As we humans are apt to do, those traders left signs of their presence along the way. Etched into the dark gray crust of those boulders are drawings — an estimated 25,000 of them. Some dominate a rock face, others share the space and appear to tell a story. Some are clustered together, like pole signs along today’s highways advertising fast food or gasoline, while others stand alone.
It helps to have the imagination of a child to decipher the line-art drawings. Are they people? Warriors? Leaders? Heroes? Ancient selfies? Are they Spirits? Birds? Snakes? Turtles? Insects? The sun and moon? Holy symbols?
Beyond understanding what the image is intended to represent, the petroglyphs are a part of a larger picture. Unlike hieroglyphics, which have specific interpretations, petroglyphs have complex meanings to their inscribers. These aren’t randomly etched, either; the illustrations’ context adds meaning to those who understood the image’s intent, and sometimes those meanings were specific to the tribe or clan that left its mark as it passed, a coded message.

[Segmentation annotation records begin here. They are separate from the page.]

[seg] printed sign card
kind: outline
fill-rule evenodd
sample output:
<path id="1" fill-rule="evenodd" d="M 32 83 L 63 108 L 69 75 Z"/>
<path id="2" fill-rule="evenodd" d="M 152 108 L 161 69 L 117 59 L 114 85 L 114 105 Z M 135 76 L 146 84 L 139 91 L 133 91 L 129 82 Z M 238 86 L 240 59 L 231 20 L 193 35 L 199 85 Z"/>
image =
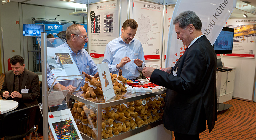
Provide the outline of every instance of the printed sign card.
<path id="1" fill-rule="evenodd" d="M 69 109 L 48 112 L 48 122 L 55 139 L 83 139 Z"/>
<path id="2" fill-rule="evenodd" d="M 47 47 L 47 61 L 54 79 L 57 76 L 81 74 L 68 48 Z M 58 80 L 67 78 L 64 77 Z"/>
<path id="3" fill-rule="evenodd" d="M 106 101 L 115 95 L 109 67 L 105 62 L 97 64 L 97 67 L 104 98 L 105 101 Z"/>

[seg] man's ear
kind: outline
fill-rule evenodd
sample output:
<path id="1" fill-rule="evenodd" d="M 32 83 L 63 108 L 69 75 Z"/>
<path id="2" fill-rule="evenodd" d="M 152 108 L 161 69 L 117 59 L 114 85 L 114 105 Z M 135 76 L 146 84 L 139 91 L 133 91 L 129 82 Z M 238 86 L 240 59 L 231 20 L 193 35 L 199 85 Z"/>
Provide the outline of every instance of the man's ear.
<path id="1" fill-rule="evenodd" d="M 192 24 L 190 24 L 188 25 L 188 29 L 189 31 L 189 32 L 190 33 L 193 33 L 194 31 L 194 30 L 195 29 L 195 27 L 194 27 L 194 25 Z"/>
<path id="2" fill-rule="evenodd" d="M 73 41 L 75 41 L 76 35 L 74 34 L 71 34 L 71 35 L 70 36 L 70 39 Z"/>

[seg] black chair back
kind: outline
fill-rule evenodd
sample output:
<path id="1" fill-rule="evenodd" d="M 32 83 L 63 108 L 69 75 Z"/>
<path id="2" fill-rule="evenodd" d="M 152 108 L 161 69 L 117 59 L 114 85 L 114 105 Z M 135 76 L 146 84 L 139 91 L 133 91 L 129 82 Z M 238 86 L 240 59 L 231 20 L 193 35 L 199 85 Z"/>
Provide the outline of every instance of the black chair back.
<path id="1" fill-rule="evenodd" d="M 1 120 L 1 137 L 26 133 L 39 124 L 40 114 L 38 105 L 6 113 Z"/>

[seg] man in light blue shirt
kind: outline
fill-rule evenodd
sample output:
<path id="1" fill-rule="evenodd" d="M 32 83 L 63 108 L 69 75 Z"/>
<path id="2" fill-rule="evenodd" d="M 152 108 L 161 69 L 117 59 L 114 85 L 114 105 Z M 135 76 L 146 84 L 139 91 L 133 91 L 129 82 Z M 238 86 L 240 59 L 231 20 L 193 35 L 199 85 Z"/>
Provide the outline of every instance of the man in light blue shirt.
<path id="1" fill-rule="evenodd" d="M 123 76 L 130 80 L 137 79 L 138 71 L 142 70 L 146 65 L 141 43 L 133 38 L 137 28 L 135 20 L 126 20 L 122 27 L 122 34 L 107 44 L 102 61 L 108 63 L 110 72 L 118 75 L 121 69 Z"/>
<path id="2" fill-rule="evenodd" d="M 90 75 L 95 75 L 98 72 L 96 64 L 87 51 L 83 48 L 85 43 L 88 41 L 87 33 L 84 26 L 77 24 L 71 25 L 67 29 L 66 36 L 67 39 L 66 42 L 57 48 L 68 48 L 80 73 L 83 71 Z M 49 72 L 48 72 L 47 83 L 48 87 L 50 87 L 54 79 Z M 77 85 L 77 83 L 74 84 L 73 82 L 66 81 L 55 82 L 54 88 L 61 89 L 63 90 L 69 89 L 69 93 L 73 93 L 76 88 L 73 85 Z M 83 82 L 81 82 L 78 89 L 79 89 L 80 86 L 84 85 Z"/>

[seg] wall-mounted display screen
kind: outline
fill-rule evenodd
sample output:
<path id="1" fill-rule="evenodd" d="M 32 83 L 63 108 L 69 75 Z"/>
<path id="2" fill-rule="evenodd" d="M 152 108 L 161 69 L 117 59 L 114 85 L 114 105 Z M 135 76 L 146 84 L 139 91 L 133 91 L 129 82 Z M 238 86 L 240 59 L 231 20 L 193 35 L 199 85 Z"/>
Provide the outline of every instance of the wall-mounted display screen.
<path id="1" fill-rule="evenodd" d="M 45 32 L 44 25 L 23 24 L 23 36 L 39 37 L 41 32 Z"/>
<path id="2" fill-rule="evenodd" d="M 232 53 L 234 30 L 233 28 L 223 27 L 213 44 L 216 54 Z"/>

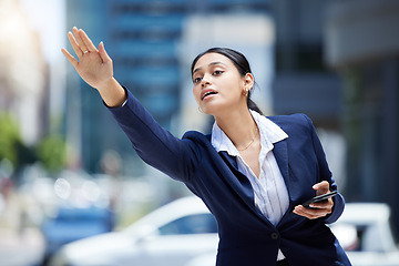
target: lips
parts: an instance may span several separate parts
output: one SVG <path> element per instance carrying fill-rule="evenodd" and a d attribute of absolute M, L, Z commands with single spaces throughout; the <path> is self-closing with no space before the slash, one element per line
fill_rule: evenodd
<path fill-rule="evenodd" d="M 217 91 L 212 90 L 212 89 L 206 89 L 201 92 L 201 100 L 203 101 L 206 96 L 214 95 L 214 94 L 217 94 Z"/>

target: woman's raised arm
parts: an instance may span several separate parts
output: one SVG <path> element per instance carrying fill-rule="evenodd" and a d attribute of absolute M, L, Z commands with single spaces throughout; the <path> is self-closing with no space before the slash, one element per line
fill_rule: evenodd
<path fill-rule="evenodd" d="M 108 55 L 104 43 L 100 42 L 98 49 L 88 34 L 82 29 L 78 30 L 76 27 L 73 27 L 72 32 L 68 32 L 68 39 L 79 60 L 64 48 L 61 51 L 78 74 L 99 91 L 108 106 L 121 106 L 126 100 L 126 94 L 113 78 L 112 59 Z"/>

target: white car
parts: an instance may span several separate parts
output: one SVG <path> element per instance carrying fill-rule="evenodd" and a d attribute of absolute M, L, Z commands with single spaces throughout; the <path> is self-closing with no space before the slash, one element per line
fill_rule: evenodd
<path fill-rule="evenodd" d="M 348 203 L 331 231 L 354 266 L 399 266 L 387 204 Z"/>
<path fill-rule="evenodd" d="M 197 197 L 184 197 L 144 216 L 126 229 L 64 245 L 51 266 L 185 266 L 215 254 L 214 216 Z M 215 258 L 213 258 L 215 260 Z"/>
<path fill-rule="evenodd" d="M 399 266 L 386 204 L 348 203 L 332 232 L 354 266 Z M 185 197 L 146 215 L 124 231 L 62 247 L 54 266 L 214 266 L 214 217 L 197 197 Z"/>

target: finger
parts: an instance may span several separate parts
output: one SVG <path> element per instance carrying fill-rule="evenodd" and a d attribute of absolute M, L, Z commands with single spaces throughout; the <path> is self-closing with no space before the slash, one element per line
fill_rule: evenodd
<path fill-rule="evenodd" d="M 330 209 L 323 208 L 306 208 L 301 205 L 298 205 L 294 208 L 294 213 L 310 219 L 324 217 L 327 214 L 331 213 Z"/>
<path fill-rule="evenodd" d="M 79 48 L 79 44 L 76 42 L 76 39 L 74 38 L 72 32 L 68 32 L 68 40 L 70 41 L 73 51 L 76 53 L 78 58 L 81 58 L 83 55 L 82 50 Z"/>
<path fill-rule="evenodd" d="M 79 48 L 80 48 L 80 50 L 82 51 L 82 54 L 86 53 L 86 52 L 89 51 L 89 49 L 85 47 L 85 44 L 84 44 L 84 42 L 83 42 L 80 33 L 79 33 L 78 28 L 76 28 L 76 27 L 73 27 L 72 31 L 73 31 L 73 34 L 74 34 L 74 37 L 75 37 L 75 39 L 76 39 L 76 42 L 78 42 L 78 44 L 79 44 Z"/>
<path fill-rule="evenodd" d="M 81 39 L 84 42 L 84 45 L 88 48 L 89 52 L 98 52 L 95 45 L 93 44 L 93 42 L 90 40 L 90 38 L 88 37 L 88 34 L 84 32 L 84 30 L 80 29 L 79 30 L 79 35 L 81 37 Z"/>
<path fill-rule="evenodd" d="M 100 57 L 101 57 L 103 62 L 110 62 L 111 61 L 110 55 L 105 51 L 103 42 L 100 42 L 100 44 L 99 44 L 99 53 L 100 53 Z"/>
<path fill-rule="evenodd" d="M 68 61 L 71 62 L 71 64 L 73 65 L 73 68 L 78 66 L 78 60 L 72 57 L 64 48 L 61 49 L 61 52 L 63 53 L 63 55 L 65 55 L 65 58 L 68 59 Z"/>
<path fill-rule="evenodd" d="M 323 195 L 329 192 L 329 183 L 327 181 L 323 181 L 313 186 L 315 191 L 317 191 L 317 195 Z"/>

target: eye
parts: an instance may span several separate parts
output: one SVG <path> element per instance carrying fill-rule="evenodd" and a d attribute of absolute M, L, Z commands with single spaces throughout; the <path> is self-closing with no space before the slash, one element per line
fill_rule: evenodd
<path fill-rule="evenodd" d="M 224 71 L 222 71 L 222 70 L 215 70 L 215 71 L 213 72 L 213 75 L 221 75 L 221 74 L 223 74 L 223 72 L 224 72 Z"/>
<path fill-rule="evenodd" d="M 201 81 L 202 81 L 202 78 L 200 78 L 200 76 L 193 79 L 193 83 L 194 83 L 194 84 L 197 84 L 197 83 L 200 83 Z"/>

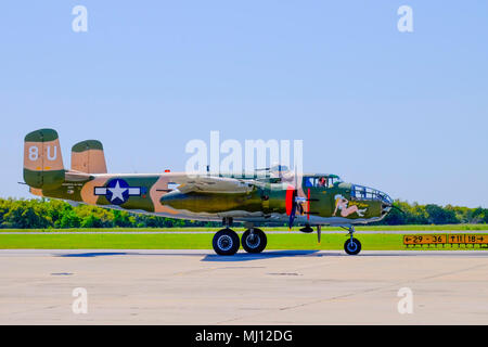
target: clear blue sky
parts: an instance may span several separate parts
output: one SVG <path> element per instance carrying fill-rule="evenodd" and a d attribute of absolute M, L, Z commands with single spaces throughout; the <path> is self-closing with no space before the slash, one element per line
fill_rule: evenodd
<path fill-rule="evenodd" d="M 88 33 L 72 9 L 88 9 Z M 397 9 L 413 9 L 413 33 Z M 306 171 L 488 207 L 487 1 L 4 1 L 0 196 L 23 137 L 104 143 L 110 171 L 182 170 L 191 139 L 303 139 Z"/>

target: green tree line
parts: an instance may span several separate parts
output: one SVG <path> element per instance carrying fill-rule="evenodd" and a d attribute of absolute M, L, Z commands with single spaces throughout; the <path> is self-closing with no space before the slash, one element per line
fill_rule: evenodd
<path fill-rule="evenodd" d="M 395 201 L 395 208 L 377 224 L 455 224 L 487 223 L 488 208 L 419 205 Z M 97 206 L 78 205 L 57 200 L 0 198 L 2 229 L 64 228 L 172 228 L 219 227 L 219 222 L 171 219 L 131 214 Z"/>

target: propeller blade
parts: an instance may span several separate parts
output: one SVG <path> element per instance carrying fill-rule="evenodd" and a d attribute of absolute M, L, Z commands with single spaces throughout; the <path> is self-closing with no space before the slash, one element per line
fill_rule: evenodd
<path fill-rule="evenodd" d="M 320 239 L 322 236 L 322 226 L 317 226 L 317 240 L 320 243 Z"/>
<path fill-rule="evenodd" d="M 288 229 L 290 230 L 292 230 L 294 221 L 295 221 L 295 209 L 292 210 L 292 214 L 290 215 L 290 220 L 288 220 Z"/>
<path fill-rule="evenodd" d="M 286 215 L 290 216 L 288 220 L 288 229 L 292 230 L 293 222 L 295 220 L 296 215 L 296 189 L 293 185 L 288 185 L 286 189 L 286 197 L 285 197 L 285 208 Z"/>

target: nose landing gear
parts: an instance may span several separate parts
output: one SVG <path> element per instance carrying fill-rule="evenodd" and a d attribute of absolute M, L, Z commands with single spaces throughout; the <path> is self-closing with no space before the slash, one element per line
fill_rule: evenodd
<path fill-rule="evenodd" d="M 344 243 L 344 250 L 350 256 L 357 255 L 361 252 L 361 243 L 358 239 L 352 237 L 355 234 L 355 227 L 349 227 L 349 239 Z"/>
<path fill-rule="evenodd" d="M 219 230 L 211 242 L 215 253 L 220 256 L 232 256 L 239 250 L 239 235 L 232 229 Z"/>

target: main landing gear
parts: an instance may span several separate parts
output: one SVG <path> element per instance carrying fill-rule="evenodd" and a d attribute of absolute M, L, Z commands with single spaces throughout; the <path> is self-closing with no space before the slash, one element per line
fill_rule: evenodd
<path fill-rule="evenodd" d="M 235 231 L 229 227 L 232 224 L 232 220 L 223 220 L 224 229 L 219 230 L 214 235 L 213 246 L 215 253 L 221 256 L 231 256 L 239 250 L 240 244 L 247 253 L 261 253 L 265 250 L 268 243 L 268 237 L 262 230 L 257 228 L 247 229 L 239 241 L 239 235 Z"/>
<path fill-rule="evenodd" d="M 344 243 L 344 250 L 350 256 L 357 255 L 361 252 L 361 243 L 358 239 L 352 237 L 355 234 L 355 227 L 349 227 L 349 239 Z"/>

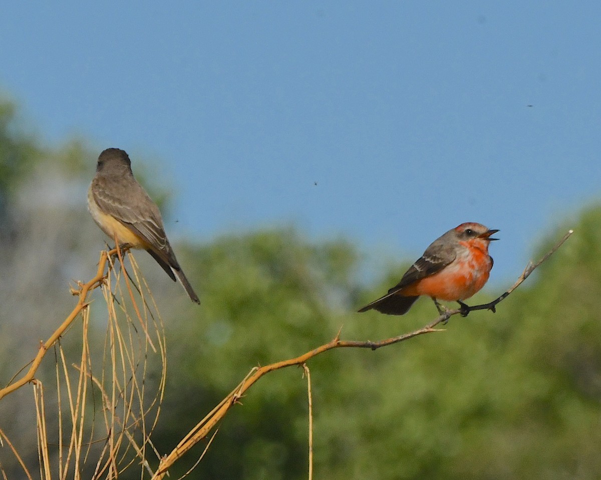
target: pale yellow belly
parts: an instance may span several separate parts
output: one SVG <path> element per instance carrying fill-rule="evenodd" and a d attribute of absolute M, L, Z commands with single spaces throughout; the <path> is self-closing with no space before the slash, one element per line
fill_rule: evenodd
<path fill-rule="evenodd" d="M 147 248 L 146 243 L 123 223 L 100 211 L 91 191 L 88 192 L 88 209 L 92 214 L 94 221 L 111 240 L 114 240 L 117 236 L 120 245 L 127 244 L 133 248 Z"/>

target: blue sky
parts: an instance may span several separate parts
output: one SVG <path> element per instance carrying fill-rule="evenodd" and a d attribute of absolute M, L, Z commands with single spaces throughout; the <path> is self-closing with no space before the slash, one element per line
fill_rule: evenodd
<path fill-rule="evenodd" d="M 172 236 L 294 223 L 377 265 L 480 221 L 505 281 L 599 197 L 599 18 L 593 1 L 12 2 L 0 87 L 48 142 L 156 161 Z"/>

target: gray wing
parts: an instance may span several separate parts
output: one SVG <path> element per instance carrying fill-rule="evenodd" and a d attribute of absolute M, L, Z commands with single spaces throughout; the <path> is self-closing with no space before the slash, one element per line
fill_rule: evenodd
<path fill-rule="evenodd" d="M 429 247 L 421 256 L 405 272 L 401 281 L 388 290 L 388 293 L 374 300 L 358 311 L 364 312 L 372 308 L 389 315 L 403 315 L 406 313 L 416 296 L 403 296 L 395 295 L 407 285 L 440 271 L 455 259 L 456 254 L 453 247 L 444 247 L 438 241 Z"/>
<path fill-rule="evenodd" d="M 110 182 L 96 178 L 92 194 L 100 209 L 130 229 L 164 262 L 171 265 L 173 255 L 159 208 L 133 178 L 111 178 Z M 124 197 L 127 196 L 127 201 Z"/>
<path fill-rule="evenodd" d="M 438 247 L 430 245 L 415 262 L 405 272 L 401 281 L 388 290 L 394 293 L 413 282 L 430 277 L 449 265 L 456 256 L 453 247 Z"/>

As much as we try to piece together a story or create our own symbolism for the different etchings, the descendants of the petroglyphs’ creators, those most likely to know the true meanings, say we’ll likely guess wrong and that it is inappropriate to reveal the meanings of some images. The true meanings of most of the petroglyphs may be lost to history or protected by those to whom their meanings are sacred.
These lost-to-history stories evoke the Tower of Babel, the tale early in Genesis that imagines why humans speak different languages and have difficulty understanding each other.
The Bible we read is an interpretation of an interpretation, probably several times over. Very few of us are able to read our holy texts in their original languages, so we rely on translations. Dozens of Biblical interpretations are at our fingertips on websites, each with its own linguistic style and preferences. Do you prefer you or thou? A portrayal of God that is beyond human understanding, or female or male or something else? Scripture written to advance the interpreter’s prerogative that aligns with your theological outlook? Each scripture has its own nuance, its own reason for existence.
Our individual understanding of faith may create entirely different understandings of the same religion. Within Christianity, there is Orthodox and Catholic and Protestant, and each of those have their own sects and denominations that disagree on some basic core tenets. Even our own congregations have varying viewpoints that can cause discord and division. Christianity’s divisions often have their roots in differing interpretations of the Bible, the story claimed as the foundation of our faith yet understood in so many other ways. Is there a single right way to read holy texts?
When you read the Bible, do you read it literally, as a story open to interpretation, or with another frame of mind? How does your interpretation affect your thinking when you use the Bible to guide your faith and decisions? How do you explain your understanding of scriptural interpretation to somebody who has a different approach?